宮内・溝川(1次)集団訴訟(原告46人)第8回口頭弁論、報告・交流会の報告
宮内・溝川(1次)集団訴訟(原告46人)第8回口頭弁論、報告・交流会の報告
2018年5月10日 齋藤 紀彦
I. 第8回口頭弁論
(1)5月7日(月)11時~11時30分
(2)奈良地裁101大法廷、裁判官:島岡大雄氏(前任の木太伸広氏から交代)
(3)原告弁護団:佐藤真理、白井啓太郎、安藤昌司、辰巳創史、星 雄介、山下悠太、今治修平の各弁護士
(4)被告NHK弁護団 2名
(5)原告席着席者3名、傍聴者60名、他府県からの傍聴参加:大阪、京都、兵庫、滋賀
(6)担当裁判官の交代により弁論の更新手続きが行われた。(裁判官が、従前の弁論の結果を陳述することを、原告被告代理人双方に確認する。)
(7)原告準備書面(十一)、原告準備書面(十二)確認を確認。
(8)原告弁護団星弁護士意見陳述 (意見陳述書、準備書面(十一))
- 最高裁平成29年12月判決が、NHKの公共放送としての重要性を根拠に受信契約締結の強制を認めたことは、NHKの公共的役割をこれまで以上に厳しく監視されるべきであると解される。
- NHKが公共的役割に見合った放送をしているかどうかを判断・評価することが重要である。
- NHKが公共放送にふさわしい放送を行う義務を果たしていないと考えられる場合には、受信契約者はその義務違反行為について意見を述べる機会が与えられ、その意見に対する判断・評価が適正な手続きで行われる必要がある。

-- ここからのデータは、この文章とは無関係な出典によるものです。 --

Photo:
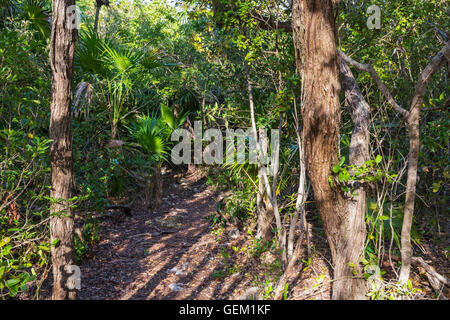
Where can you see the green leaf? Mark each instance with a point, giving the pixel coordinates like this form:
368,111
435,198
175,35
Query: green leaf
5,241
378,159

- 最高裁判決では、受信料の「特殊な負担金」論は排斥された。
- 「公共放送にふさわしい放送」がなされているか否かの判断・評価は裁判所以外には考えられず、裁判所が行うべきである。
(9)原告弁護団長佐藤弁護士意見陳述
- 弁論の更新に当たり、本件訴訟のこれまでの経過の概要を述べた。
- 本件訴訟の以下の主要争点を説明した。① 放送受信契約と放送受信料の法的性格
原告は、放送受信契約は継続的な有償総務契約であると主張してきた。
NHKは、TV受信機設置者は視聴するかどうかにかかわらず、支払うべき「特赦な負担金」であると主張。② 放送法4条は、憲法21条(国民知る権利、報道の自由)の観点から、国民との関係では法的義務であると原告は主張。被告は倫理規定と主張。
③ NHKが、放送法4条・国内番組基準を違反した放送を継続した場合、契約者は受信料支払いを拒んだり、損害賠償請求をすることができるかどうか。
受信契約書には、「放送法・受信規約により受信契約を締結します」と書かれており、NHKがこの項目を契約者に示し、契約者は契約の合意内容に放送法順守義務が含まれていると、原告は主張している。また、改正民法548条によっても、NHKは定型約款の中の個別条項である放送法第4条などの遵守義務を負っているというべきである。④ NHKの放送法違反事例は、これまで準備書面でいくつか例示してきた。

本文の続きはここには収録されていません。